Solo así se decidió a hacer fotografía de manera más seria. Estuvo trabajando unos meses en un estudio de quinceañeras en el que subestimaron su talento. Impulsada por su novio, emprendió luego un negocio en el que realmente haría lo que le gusta hacer, sin más jefa que ella misma.
Dio un curso básico en la Escuela Creativa de La Habana. Le enseñaron a manejar una cámara, supo de composición, iluminación y edición, pero nada la cautivó más que el retrato. “Entendí que era lo que prefería y me puse a buscar a los fotógrafos famosos en esa línea”. La enamoró el poder de captar al ser humano, “los sentimientos que tenemos, las energías que atraemos, la personalidad de cada cual, la singularidad de la belleza”.
No obstante, el retrato no ha desplazado de sus simpatías a la fotografía de moda. “No creo que compitan. Los dos van de la mano. Para mí son uno”. Mónica sueña con llegar a ser en algún momento como Helmut Newton, que siempre ha sido su fotógrafo preferido. “Me fascina”. En su mente también mezcla la maestría de Annie Leibovitz, Peter Lindbergh, Patrick Demarchelier o Richard Avedon. “A veces estoy de humor de uno o de otro y lo intento reflejar en mi trabajo”.
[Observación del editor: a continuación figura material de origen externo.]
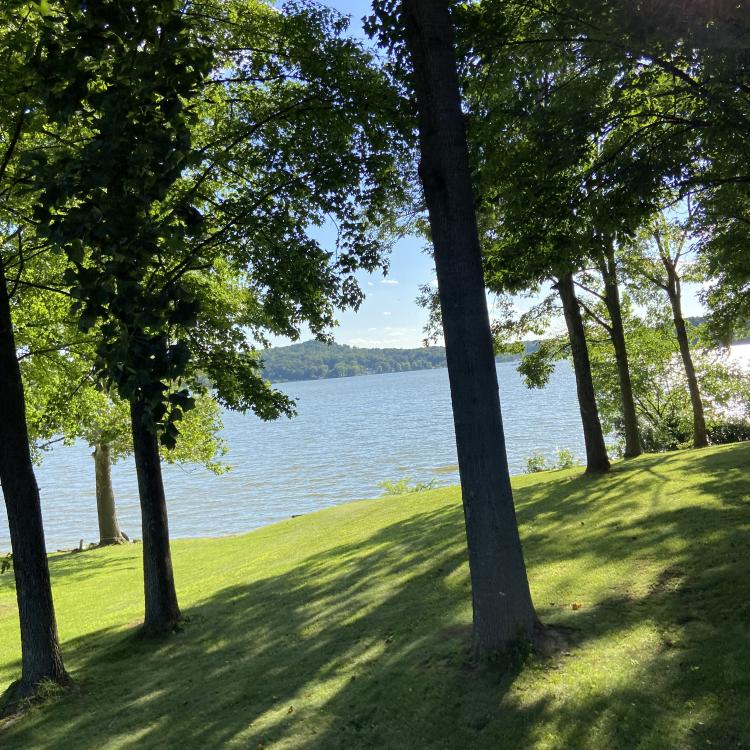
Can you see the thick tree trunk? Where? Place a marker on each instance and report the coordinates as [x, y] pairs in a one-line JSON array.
[[109, 527], [503, 611], [700, 438], [40, 650], [617, 334], [162, 612], [597, 460]]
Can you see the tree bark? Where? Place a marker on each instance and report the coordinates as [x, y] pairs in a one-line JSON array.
[[162, 612], [608, 270], [40, 649], [109, 527], [700, 438], [503, 610], [597, 461]]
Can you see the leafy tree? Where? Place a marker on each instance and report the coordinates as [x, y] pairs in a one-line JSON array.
[[658, 257], [660, 388], [40, 651], [191, 168], [422, 31]]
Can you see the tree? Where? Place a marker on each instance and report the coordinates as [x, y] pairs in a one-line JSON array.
[[178, 179], [502, 606], [65, 402], [41, 658], [658, 257]]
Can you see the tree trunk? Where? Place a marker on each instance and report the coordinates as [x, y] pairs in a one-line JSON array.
[[109, 527], [608, 270], [503, 610], [162, 612], [597, 461], [40, 649], [700, 438]]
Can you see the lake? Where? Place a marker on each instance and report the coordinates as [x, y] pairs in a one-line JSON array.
[[350, 434]]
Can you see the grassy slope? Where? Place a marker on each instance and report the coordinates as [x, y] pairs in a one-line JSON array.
[[347, 628]]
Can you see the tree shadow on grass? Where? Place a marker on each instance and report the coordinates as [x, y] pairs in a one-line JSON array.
[[365, 645]]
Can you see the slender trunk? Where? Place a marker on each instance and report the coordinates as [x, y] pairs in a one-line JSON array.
[[109, 527], [597, 461], [503, 610], [40, 649], [608, 270], [700, 439], [162, 612]]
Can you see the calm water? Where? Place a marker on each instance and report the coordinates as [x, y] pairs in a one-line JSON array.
[[350, 434]]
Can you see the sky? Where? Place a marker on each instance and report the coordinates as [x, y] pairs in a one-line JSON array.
[[389, 315]]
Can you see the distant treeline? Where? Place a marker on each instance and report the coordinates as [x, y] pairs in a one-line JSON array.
[[313, 360]]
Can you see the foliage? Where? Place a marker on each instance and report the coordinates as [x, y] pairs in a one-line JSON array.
[[348, 628], [314, 360], [660, 392], [564, 459], [405, 486], [266, 133]]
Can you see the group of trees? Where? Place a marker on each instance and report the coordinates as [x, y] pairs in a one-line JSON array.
[[164, 165]]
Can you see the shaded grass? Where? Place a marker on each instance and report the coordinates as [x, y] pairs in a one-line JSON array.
[[349, 628]]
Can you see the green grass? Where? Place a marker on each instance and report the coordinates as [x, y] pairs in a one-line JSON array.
[[348, 628]]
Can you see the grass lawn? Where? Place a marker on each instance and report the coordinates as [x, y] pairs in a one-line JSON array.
[[349, 628]]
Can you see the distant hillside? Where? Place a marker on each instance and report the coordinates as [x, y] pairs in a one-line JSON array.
[[312, 360]]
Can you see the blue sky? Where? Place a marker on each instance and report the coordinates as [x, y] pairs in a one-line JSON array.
[[389, 315]]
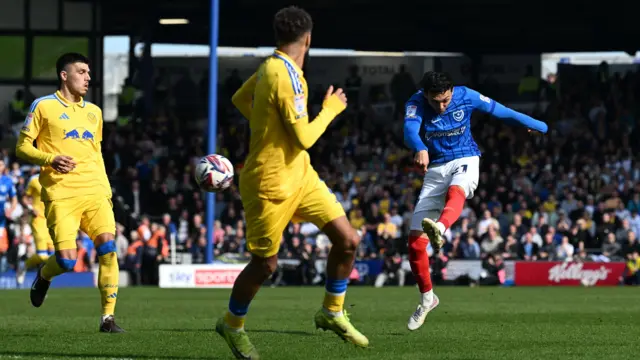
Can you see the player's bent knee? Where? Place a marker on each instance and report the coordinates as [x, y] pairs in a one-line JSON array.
[[417, 246], [352, 241], [103, 238], [66, 264], [106, 248], [267, 265]]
Cerca de llegar a una de sus mayores metas que es tener un estudio propio, una casa o un apartamento en el que pueda expandirse, se mantiene fotografiando con luz natural en exteriores. Con ritmo constante se esfuerza para lograr darle la vuelta al mundo con su cámara.
“Creo que esa es una de las mayores satisfacciones que podemos tener como seres humanos, saber quiénes somos y qué deseamos, descubrirnos a nosotros mismos”, asegura con sorprendente aplomo para sus 23 años.
Desde su corta pero intensa experiencia, no concibe un buen profesional del lente sin sensibilidad, empatía y atracción por lo que fotografía. Para ella se trata de captar la sensación de lo que sus ojos ven y les gusta. Con el fin de enseñar esas capturas abrió una cuenta en Instagram y la ha hecho su galería personal, una vitrina “donde la gente sea capaz de llegar a mi trabajo”.
Sin desentenderse del hecho de que la fotografía es un oficio caro y que cuesta desarrollar especialmente en Cuba, Mónica opina que de alguna manera el carecer de equipos, de tiendas, de dinero para poder ahorrar e invertir, la hace ser mejor.
La escasez más que frenarla, la obliga a trabajar incesantemente con lo que tiene, inspirada en otros que superan obstáculos y consumiendo todo el material visual posible. “Te adaptas a hacer con lo que puedes y no con lo que quieres. Te acostumbras a crear, de acuerdo con tus condiciones de vida. Eso te disciplina y hace que te conozcas y te exijas más”, dice.
Apenas puede escuchar música actualmente porque cuando no está en alguna sesión fotográfica anda viendo documentales de fotografía de moda, leyendo revistas y buscando nuevos referentes.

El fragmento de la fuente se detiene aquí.